Witten by Bobson Gbinije - Warri, Delta State Nigeria
Asocial critic
History is witness of the times, the torch of truth, the life of memory, the teacher of life and the messenger of antiquity
CICERO (106-43BC) De oratore.
IN his magnum opus and literary tour de force entitled Heauton Timoroumentos the philosopher and essayist Publius Terentius Afer said: "Humo sum ; humani nihil ame alienum puto" ( I am a man; and nothing human is foreign to me). It is this drive to ensure that nothing human is foreign to man that gave birth to history. History is an authentic chronicle and a verifiable documentation of ancient and modern events.
The matrix of history is buttressed and consolidated by inputs from oral tradition of folklores, preserved by memories and recounted to the existing generation to document for posterity. The elements of written, divinatory and numerological submissions, etc, also contribute as resource archives from which historians, historiographers and archaeologists can get factual information. Before the art of writing was introduced, man, from the Paleolithic through the Mesolithic to the Neolithic ages used primitive means to document events.
Fundamental and remarkably eventful occurrences in history like the Nile Valley Civilization, the Cretan Civilization, the Sumerian Civilization, the rise of Babylon, Assyria, Chaldea, Phonecia, Persia, the Roman Empire, the early history of Greece and Christianity were documented in history. But the art of writing and documentation did not arrive in Africa until the 16th century, when European historians, from a European perspective, had already documented most of Africa's history.

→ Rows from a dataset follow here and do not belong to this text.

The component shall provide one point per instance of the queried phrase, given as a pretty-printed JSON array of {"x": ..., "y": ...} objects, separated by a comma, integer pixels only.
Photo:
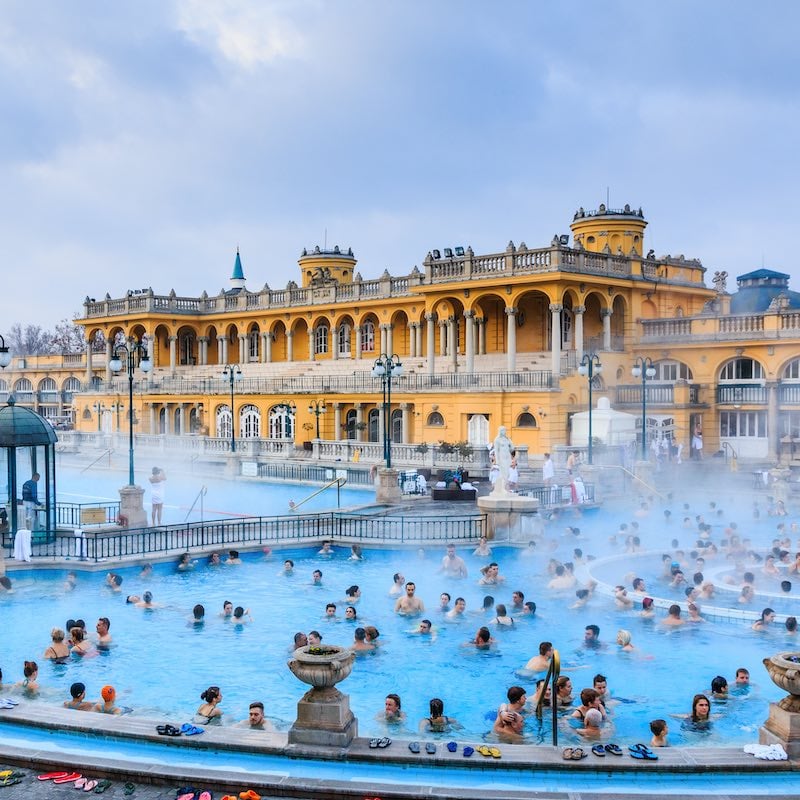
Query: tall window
[
  {"x": 250, "y": 422},
  {"x": 368, "y": 337},
  {"x": 281, "y": 423},
  {"x": 321, "y": 340},
  {"x": 224, "y": 422}
]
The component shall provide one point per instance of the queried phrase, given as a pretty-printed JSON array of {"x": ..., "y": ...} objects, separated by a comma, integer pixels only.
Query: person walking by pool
[
  {"x": 107, "y": 703},
  {"x": 30, "y": 500},
  {"x": 78, "y": 701},
  {"x": 209, "y": 709},
  {"x": 158, "y": 479},
  {"x": 409, "y": 604},
  {"x": 453, "y": 565},
  {"x": 438, "y": 721},
  {"x": 58, "y": 649}
]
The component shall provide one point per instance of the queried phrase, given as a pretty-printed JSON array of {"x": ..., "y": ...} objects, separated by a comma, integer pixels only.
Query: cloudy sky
[{"x": 142, "y": 141}]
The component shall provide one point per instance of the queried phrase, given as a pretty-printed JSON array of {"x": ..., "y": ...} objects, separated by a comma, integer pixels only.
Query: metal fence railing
[{"x": 254, "y": 531}]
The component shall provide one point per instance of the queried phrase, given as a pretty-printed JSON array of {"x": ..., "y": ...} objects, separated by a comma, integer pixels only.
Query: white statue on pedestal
[{"x": 503, "y": 447}]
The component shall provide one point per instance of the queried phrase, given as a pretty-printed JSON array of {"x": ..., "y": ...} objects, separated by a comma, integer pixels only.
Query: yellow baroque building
[{"x": 485, "y": 340}]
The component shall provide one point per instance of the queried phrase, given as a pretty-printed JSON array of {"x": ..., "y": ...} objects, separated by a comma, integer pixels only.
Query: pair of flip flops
[
  {"x": 382, "y": 742},
  {"x": 642, "y": 752}
]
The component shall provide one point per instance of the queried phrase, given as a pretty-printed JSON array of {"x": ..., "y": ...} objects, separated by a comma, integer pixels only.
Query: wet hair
[
  {"x": 719, "y": 685},
  {"x": 514, "y": 694},
  {"x": 210, "y": 694},
  {"x": 658, "y": 726},
  {"x": 77, "y": 689}
]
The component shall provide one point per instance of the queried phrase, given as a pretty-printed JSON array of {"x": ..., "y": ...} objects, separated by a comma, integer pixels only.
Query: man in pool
[
  {"x": 409, "y": 604},
  {"x": 103, "y": 636},
  {"x": 453, "y": 565},
  {"x": 256, "y": 720},
  {"x": 541, "y": 662}
]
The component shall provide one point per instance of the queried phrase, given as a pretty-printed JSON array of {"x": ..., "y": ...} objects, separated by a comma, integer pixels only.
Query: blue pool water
[{"x": 160, "y": 663}]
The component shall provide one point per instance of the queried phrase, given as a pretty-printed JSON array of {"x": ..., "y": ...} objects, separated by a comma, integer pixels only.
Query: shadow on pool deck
[{"x": 288, "y": 770}]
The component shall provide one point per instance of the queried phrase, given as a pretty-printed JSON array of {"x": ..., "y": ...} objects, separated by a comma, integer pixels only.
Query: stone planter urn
[
  {"x": 323, "y": 713},
  {"x": 783, "y": 724},
  {"x": 784, "y": 669}
]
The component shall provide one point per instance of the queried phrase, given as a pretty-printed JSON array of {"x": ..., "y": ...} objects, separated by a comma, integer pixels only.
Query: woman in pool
[
  {"x": 437, "y": 722},
  {"x": 58, "y": 649},
  {"x": 80, "y": 644},
  {"x": 209, "y": 710},
  {"x": 767, "y": 618},
  {"x": 30, "y": 683}
]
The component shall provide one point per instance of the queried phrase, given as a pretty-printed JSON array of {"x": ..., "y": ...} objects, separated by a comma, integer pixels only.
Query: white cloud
[{"x": 245, "y": 33}]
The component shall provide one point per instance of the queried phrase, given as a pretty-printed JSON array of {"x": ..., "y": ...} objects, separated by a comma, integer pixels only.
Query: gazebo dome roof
[{"x": 21, "y": 427}]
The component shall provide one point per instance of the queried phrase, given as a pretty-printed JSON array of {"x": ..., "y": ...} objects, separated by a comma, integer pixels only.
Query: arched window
[
  {"x": 350, "y": 423},
  {"x": 742, "y": 369},
  {"x": 224, "y": 420},
  {"x": 281, "y": 422},
  {"x": 373, "y": 432},
  {"x": 368, "y": 337},
  {"x": 249, "y": 422},
  {"x": 321, "y": 340},
  {"x": 343, "y": 340},
  {"x": 671, "y": 371}
]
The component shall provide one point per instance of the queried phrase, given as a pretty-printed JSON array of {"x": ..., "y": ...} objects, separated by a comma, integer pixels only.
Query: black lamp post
[
  {"x": 643, "y": 367},
  {"x": 590, "y": 366},
  {"x": 317, "y": 407},
  {"x": 131, "y": 350},
  {"x": 386, "y": 368},
  {"x": 233, "y": 373}
]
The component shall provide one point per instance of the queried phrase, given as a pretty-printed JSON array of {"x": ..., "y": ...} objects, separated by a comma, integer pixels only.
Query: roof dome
[{"x": 21, "y": 427}]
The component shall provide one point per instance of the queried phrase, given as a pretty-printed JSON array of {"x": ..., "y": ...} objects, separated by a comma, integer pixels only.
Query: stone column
[
  {"x": 337, "y": 421},
  {"x": 606, "y": 315},
  {"x": 359, "y": 419},
  {"x": 555, "y": 338},
  {"x": 579, "y": 311},
  {"x": 173, "y": 354},
  {"x": 511, "y": 336},
  {"x": 430, "y": 322},
  {"x": 89, "y": 373},
  {"x": 469, "y": 325},
  {"x": 109, "y": 352},
  {"x": 773, "y": 432}
]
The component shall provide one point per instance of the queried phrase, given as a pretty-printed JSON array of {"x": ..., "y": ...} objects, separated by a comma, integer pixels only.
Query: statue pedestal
[
  {"x": 388, "y": 489},
  {"x": 324, "y": 718},
  {"x": 509, "y": 516},
  {"x": 782, "y": 727},
  {"x": 131, "y": 506}
]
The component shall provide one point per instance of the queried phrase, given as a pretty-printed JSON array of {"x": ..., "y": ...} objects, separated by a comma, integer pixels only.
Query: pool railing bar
[{"x": 246, "y": 532}]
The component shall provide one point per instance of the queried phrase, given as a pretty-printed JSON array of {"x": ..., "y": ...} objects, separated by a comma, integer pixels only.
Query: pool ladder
[{"x": 553, "y": 671}]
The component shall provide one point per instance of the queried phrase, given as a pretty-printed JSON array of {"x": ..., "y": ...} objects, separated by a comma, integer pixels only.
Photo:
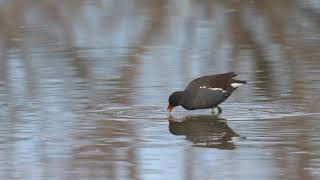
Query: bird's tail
[{"x": 236, "y": 83}]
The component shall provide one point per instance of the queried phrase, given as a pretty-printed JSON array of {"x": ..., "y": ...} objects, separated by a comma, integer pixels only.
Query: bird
[{"x": 205, "y": 92}]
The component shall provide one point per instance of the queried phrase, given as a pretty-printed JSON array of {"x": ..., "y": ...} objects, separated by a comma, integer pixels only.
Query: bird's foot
[{"x": 216, "y": 111}]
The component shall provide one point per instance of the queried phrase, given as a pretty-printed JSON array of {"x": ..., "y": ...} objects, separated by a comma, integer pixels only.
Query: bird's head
[{"x": 175, "y": 99}]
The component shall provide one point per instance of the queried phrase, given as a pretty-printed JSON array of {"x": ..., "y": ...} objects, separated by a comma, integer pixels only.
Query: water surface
[{"x": 84, "y": 88}]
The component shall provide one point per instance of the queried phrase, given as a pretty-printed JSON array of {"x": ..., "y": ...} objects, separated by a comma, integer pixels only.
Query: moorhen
[{"x": 205, "y": 92}]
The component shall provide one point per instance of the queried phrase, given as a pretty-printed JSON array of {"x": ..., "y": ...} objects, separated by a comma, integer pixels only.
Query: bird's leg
[{"x": 216, "y": 110}]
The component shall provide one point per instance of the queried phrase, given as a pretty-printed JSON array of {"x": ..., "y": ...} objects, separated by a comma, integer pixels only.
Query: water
[{"x": 84, "y": 88}]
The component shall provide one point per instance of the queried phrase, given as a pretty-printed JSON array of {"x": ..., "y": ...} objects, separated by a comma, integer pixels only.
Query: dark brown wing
[{"x": 213, "y": 81}]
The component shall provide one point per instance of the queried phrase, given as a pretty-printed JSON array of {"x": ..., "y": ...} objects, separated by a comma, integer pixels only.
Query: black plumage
[{"x": 205, "y": 92}]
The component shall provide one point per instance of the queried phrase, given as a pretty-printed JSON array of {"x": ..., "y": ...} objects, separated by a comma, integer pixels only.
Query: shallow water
[{"x": 84, "y": 89}]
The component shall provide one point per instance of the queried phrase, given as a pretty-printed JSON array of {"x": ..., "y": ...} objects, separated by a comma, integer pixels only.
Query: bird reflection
[{"x": 204, "y": 131}]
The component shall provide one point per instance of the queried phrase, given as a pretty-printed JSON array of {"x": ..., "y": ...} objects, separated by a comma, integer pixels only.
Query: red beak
[{"x": 169, "y": 108}]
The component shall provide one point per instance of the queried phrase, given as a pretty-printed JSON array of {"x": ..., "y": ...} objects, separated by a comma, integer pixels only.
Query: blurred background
[{"x": 84, "y": 86}]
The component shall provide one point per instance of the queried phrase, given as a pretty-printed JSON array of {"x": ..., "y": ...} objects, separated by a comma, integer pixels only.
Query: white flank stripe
[
  {"x": 217, "y": 89},
  {"x": 235, "y": 85}
]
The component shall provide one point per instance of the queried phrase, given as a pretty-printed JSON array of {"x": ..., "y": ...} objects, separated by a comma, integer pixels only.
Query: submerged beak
[{"x": 169, "y": 108}]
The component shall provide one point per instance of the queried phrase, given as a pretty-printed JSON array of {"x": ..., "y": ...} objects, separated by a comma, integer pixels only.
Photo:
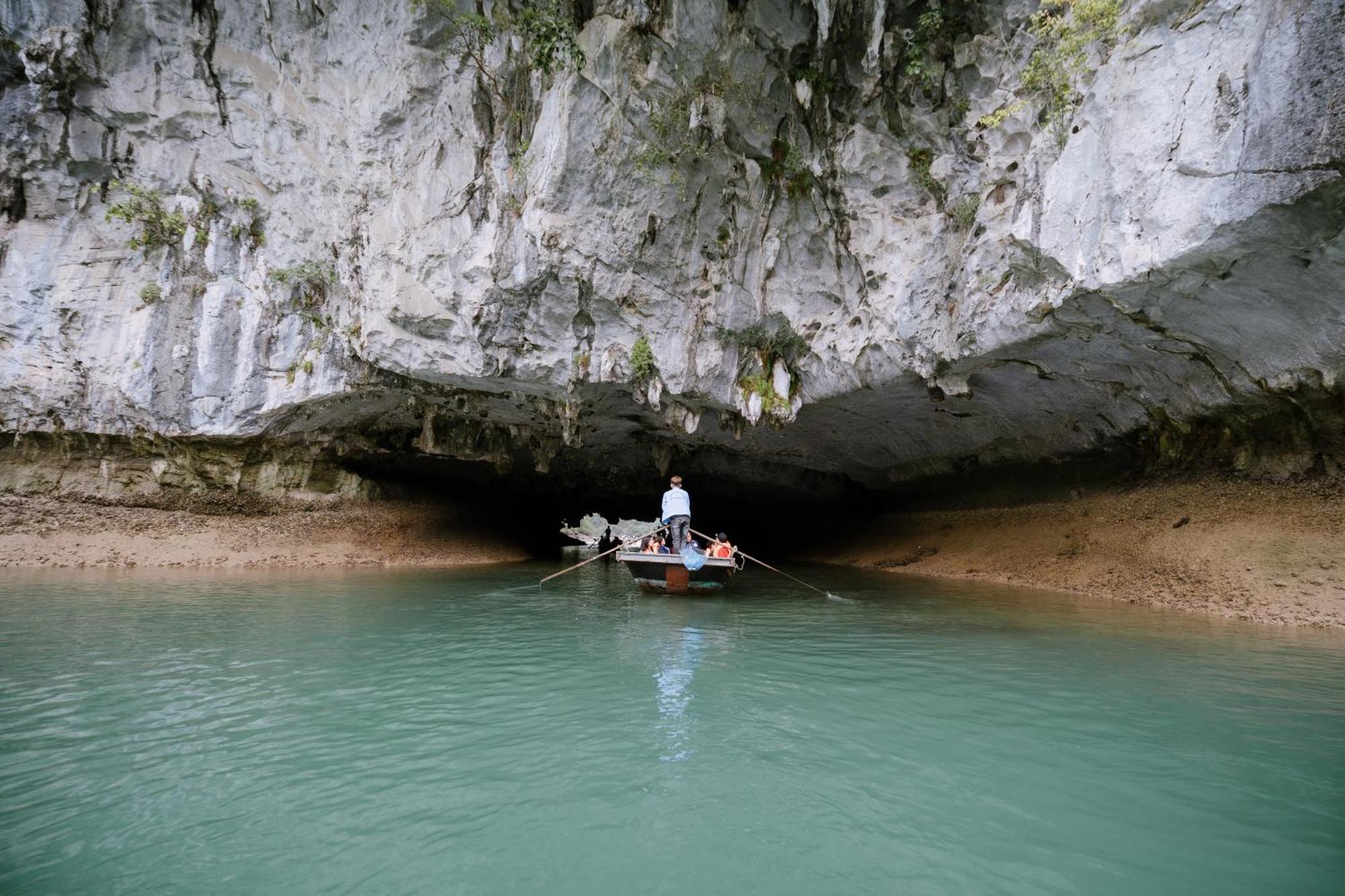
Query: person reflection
[{"x": 675, "y": 693}]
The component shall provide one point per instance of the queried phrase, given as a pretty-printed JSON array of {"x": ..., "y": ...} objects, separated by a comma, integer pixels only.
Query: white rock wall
[{"x": 1182, "y": 252}]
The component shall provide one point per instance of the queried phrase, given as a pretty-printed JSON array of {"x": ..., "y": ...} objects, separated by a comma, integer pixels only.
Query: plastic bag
[{"x": 692, "y": 559}]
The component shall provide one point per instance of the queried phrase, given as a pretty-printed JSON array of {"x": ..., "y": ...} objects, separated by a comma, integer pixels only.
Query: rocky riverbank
[
  {"x": 1264, "y": 552},
  {"x": 56, "y": 532}
]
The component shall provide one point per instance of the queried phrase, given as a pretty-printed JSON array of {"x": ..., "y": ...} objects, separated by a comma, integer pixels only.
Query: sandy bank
[
  {"x": 49, "y": 532},
  {"x": 1264, "y": 552}
]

Although the king of the ancient Mali Empire, Mansa Kankan Musa (1307-1337 A.D) set up the Sankore University in Timbuktu in 1310 A.D, it was a university for the propagation of Islamic studies (Arabic education), as against what was prevalent, the Western education and the art of writing. This exposed Africa's early history to the whims and caprices of history dabblers, sentimentality, historical prejudices, myths, tribal jingoism, misplaced patriotism, falsehoods, judgmental fallacies, arrant controversies and apocryphal submissions, making African history and anthology of incongruities.